Deciphering how the “one country, two systems” relationship between mainland China and the financial hub of Hong Kong works can be difficult at the best of times, but the gulf between the two is glaringly apparent ahead of the 25th anniversary of the bloody crackdown on Tiananmen Square protests.
Writing about or remembering the June 4, 1989 crackdown, which is believed to have killed hundreds of students in Beijing, is utterly forbidden in mainland China. This year authorities are censoring social media and blocking Google and many foreign news websites, not to mention rounding up dozens of would-be commemorators for offenses as banal as discussing the event in a private home.
Meanwhile, a mere subway ride from the mainland, Hong Kong is gearing up for its annual candlelight vigil to mark the anniversary, which is expected to attract more than 150,000 people.

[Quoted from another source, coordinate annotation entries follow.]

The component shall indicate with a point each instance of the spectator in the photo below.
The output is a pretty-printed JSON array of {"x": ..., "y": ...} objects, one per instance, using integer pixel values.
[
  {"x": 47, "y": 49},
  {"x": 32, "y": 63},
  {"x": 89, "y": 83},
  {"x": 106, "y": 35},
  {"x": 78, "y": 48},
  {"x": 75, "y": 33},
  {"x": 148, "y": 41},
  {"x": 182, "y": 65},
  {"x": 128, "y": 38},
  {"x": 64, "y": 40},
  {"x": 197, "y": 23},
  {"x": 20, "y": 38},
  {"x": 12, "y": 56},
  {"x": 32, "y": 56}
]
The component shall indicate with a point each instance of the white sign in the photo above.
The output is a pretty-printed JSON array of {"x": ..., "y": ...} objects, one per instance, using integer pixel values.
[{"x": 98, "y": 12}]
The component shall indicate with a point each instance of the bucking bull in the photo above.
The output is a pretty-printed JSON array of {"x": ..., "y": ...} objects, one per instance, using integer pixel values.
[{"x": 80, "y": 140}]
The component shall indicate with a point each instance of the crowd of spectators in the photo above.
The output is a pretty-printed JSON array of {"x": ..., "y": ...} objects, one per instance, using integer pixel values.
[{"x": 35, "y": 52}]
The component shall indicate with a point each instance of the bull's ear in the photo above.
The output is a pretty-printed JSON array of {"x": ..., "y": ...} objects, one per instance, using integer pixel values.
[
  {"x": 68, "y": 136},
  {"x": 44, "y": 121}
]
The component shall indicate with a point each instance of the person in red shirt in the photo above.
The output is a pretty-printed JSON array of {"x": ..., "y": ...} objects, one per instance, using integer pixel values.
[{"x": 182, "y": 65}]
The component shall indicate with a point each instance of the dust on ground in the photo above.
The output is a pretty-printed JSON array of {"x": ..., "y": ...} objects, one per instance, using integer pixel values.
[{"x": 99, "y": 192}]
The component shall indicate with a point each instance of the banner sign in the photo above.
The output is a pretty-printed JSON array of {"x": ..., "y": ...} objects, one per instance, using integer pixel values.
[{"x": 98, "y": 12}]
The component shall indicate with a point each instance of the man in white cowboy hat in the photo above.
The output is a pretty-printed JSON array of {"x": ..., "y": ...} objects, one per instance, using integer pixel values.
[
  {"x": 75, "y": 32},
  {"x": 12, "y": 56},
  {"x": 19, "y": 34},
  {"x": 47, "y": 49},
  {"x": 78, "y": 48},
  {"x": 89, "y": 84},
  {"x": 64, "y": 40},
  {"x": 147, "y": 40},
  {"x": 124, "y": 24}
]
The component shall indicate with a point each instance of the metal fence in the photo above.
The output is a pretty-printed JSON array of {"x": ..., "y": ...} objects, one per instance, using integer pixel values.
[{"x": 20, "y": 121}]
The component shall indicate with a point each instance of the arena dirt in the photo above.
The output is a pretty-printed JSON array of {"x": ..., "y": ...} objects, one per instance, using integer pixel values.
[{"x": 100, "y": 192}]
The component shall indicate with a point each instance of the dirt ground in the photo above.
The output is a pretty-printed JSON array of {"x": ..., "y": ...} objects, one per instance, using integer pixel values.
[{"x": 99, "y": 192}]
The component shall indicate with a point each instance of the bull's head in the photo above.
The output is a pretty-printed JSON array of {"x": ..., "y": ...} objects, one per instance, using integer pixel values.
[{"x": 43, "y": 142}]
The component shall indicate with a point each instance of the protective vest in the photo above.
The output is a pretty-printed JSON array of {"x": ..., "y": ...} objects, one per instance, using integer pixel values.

Local universities are sponsoring exhibitions and talks by witnesses and journalists (including the “Tank Guy” photographer). The Foreign Correspondents Club is screening a documentary featuring interviews with witnesses and journalists who covered the protests.
On a more personal scale, hundreds of groups of Hong Kong families and friends are expected to gather in their homes on the evening of June 4 to commemorate the event. That will include many people from mainland China, tens of thousands of whom have obtained Hong Kong residency since 1989. At the candlelight event, “in recent years we have noticed more people from mainland China,” said Richard Tsoi, the vice-chairman of the Hong Kong Alliance in Support of Patriotic Democratic Movements of China.
When Hong Kong was returned to China in 1997 after decades of British rule, Chinese officials pledged to uphold the economic and political systems in place, including free speech and elections. But in recent years, many Hong Kong residents believe those democratic ideals have been squeezed by mainland officials, who are have placed pro-mainland leaders in government positions and clamped down on freedom of the press.
The Tiananmen Square anniversary, though, is such an important event for Hong Kong that stifling protests would backfire, participants and organizers say. On Sunday, thousand of people marched through central Hong Kong, some carrying mock coffins and tanks to commemorate the event:
In April, Hong Kong opened its Tiananmen Square memorial museum. Most Chinese “have a very blurred remembrance that something happened on June 4 – especially if they are young,” the museum’s organizer told Time Out Hong Kong.
That’s not to say, though, that information flows free in Hong Kong about the protests. The website for the Hong Kong Democratic Alliance and the June 4 museum have both been offline in recent days, due, the sites owners believe, to targeted denial of service attacks that has sent huge amounts of crippling traffic to the websites. “It is a kind of attack, probably with the intention of making the whole website not function in order to prevent people from getting information,” Tsoi said.
Greatfire.org, which tracks web censorship in China, said it could not determine the reason behind the websites’ outage, but that it was “likely these sites have been attacked and brought down on purpose.”